This post will introduce the concept of deduplication and a Go package I have written to help you implement it. It is inspired by the work on the zpaq journaling archiver done by Matt Mahoney. If you are looking for a pure commandline tool, I can also recommend SuperRep by Bulat Ziganshin. This will however provide you with a streaming/indexed format you can use in your own Go programs.
For the impatient, you can find the package here: https://github.com/klauspost/dedup
What is deduplication?
Deduplication divides an input into blocks, creates a hash for each of them. If it re-encounters a block with the same hash, it simply inserts a reference to the previous block. If you consider an input, it will look like this:
While this may sound like ordinary compression, it has some key differences. First of all, only complete blocks are checked. In compression like deflate, snappy, etc, you are looking for matches for each individual byte, in a limited window, for example 32KB-1MB. Deduplication will work across gigabytes and even terabytes of data, since it only needs to store a hash for each block.
The main downside is that data will only be deduplicated if the complete block matches. In contrast to compression, you will not get references to partial data inside the block. However, the speed difference to ordinary compression is significant, and with fixed block sizes you can expect more than 1GB/s to be deduplicated with fixed block sizes.
In fact it is often a good idea to compress the deduplicated output, since the original input of the original file is kept as-is. That means you still get good compression, but have to compress less data, giving you overall smaller output.
When should I use deduplication?
Deduplication will only give you an advantage if you expect there are duplicates. This is of course obvious, but lets list a few possible scenarios where that could occur. Of course duplicate data is unnecessary, but will happen unintentionally.
Hard disk images
This includes virtual machine images. You will often find duplicated data in harddisk images, since deleted files aren’t zeroed out. If you know the block size of your file system and deduplicate based on that size you will find a surprising amount of duplicate data.
Backup of data
Often when you do bulk backups you will have duplicate data in various places on your computer. It could be a copy of a database you’ve made, etc.
A lot of data streams that synchronize servers are more optimized for speed than size, so they are likely to have many duplicate entries.
Indexed or not?
If we look at the previous illustration, we can see how we can manage memory. When we are decoding, we keep block 3 & 4 in memory, until they have been written. This mean we can deallocate block like this when decoding:
But, you may have noticed that for this to work we need to know in advance if we will need a block again. So, since we cannot predict the future, there is an index created that basically tells the decoder when it is ok to throw away a block. That is why there exists an indexed mode, which I strongly recommend you use if possible.

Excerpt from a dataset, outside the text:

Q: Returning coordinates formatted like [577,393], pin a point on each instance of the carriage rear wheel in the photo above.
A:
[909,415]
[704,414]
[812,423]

The non-indexed mode must have a maximum decoder RAM specified when encoding. Since it doesn’t know if a block will be used in the future, it will simply keep the number of blocks in memory that it is allowed to. This is of course sub-optimal compared to the indexed mode.
A third option when decoding is to use a `NewSeekReader`. This will never keep any blocks in memory, but will instead need to be able to seek on the input content. To determine if you should use a SeekReader, you can use `MaxMem()` once the index has been parsed to get the real memory usage. If it is too high, you can simple use a NewSeekReader instead of a NewReader.
To simplify your choice when encoding I have made this chart:
Block types and sizes
There are two types of blocks: Fixed Size blocks all have the same size, or Dynamic blocks which have a variable size. “Fixed size” blocks are easier to deal with in terms of memory use and are significantly faster. Dynamic blocks offer better deduplication.
The maximum size of each block can also be adjusted. Smaller block sizes typically offer better deduplication, but are a little slower and add indexing overhead. So again you have to adjust to your input. On a decent machine, you can use the following chart to make your choice:
As a further refinement you can specify block splits yourself. If you are writing blocks to the stream, you can call the `Split()`function to indicate a block split. This will end the current block and start a new one.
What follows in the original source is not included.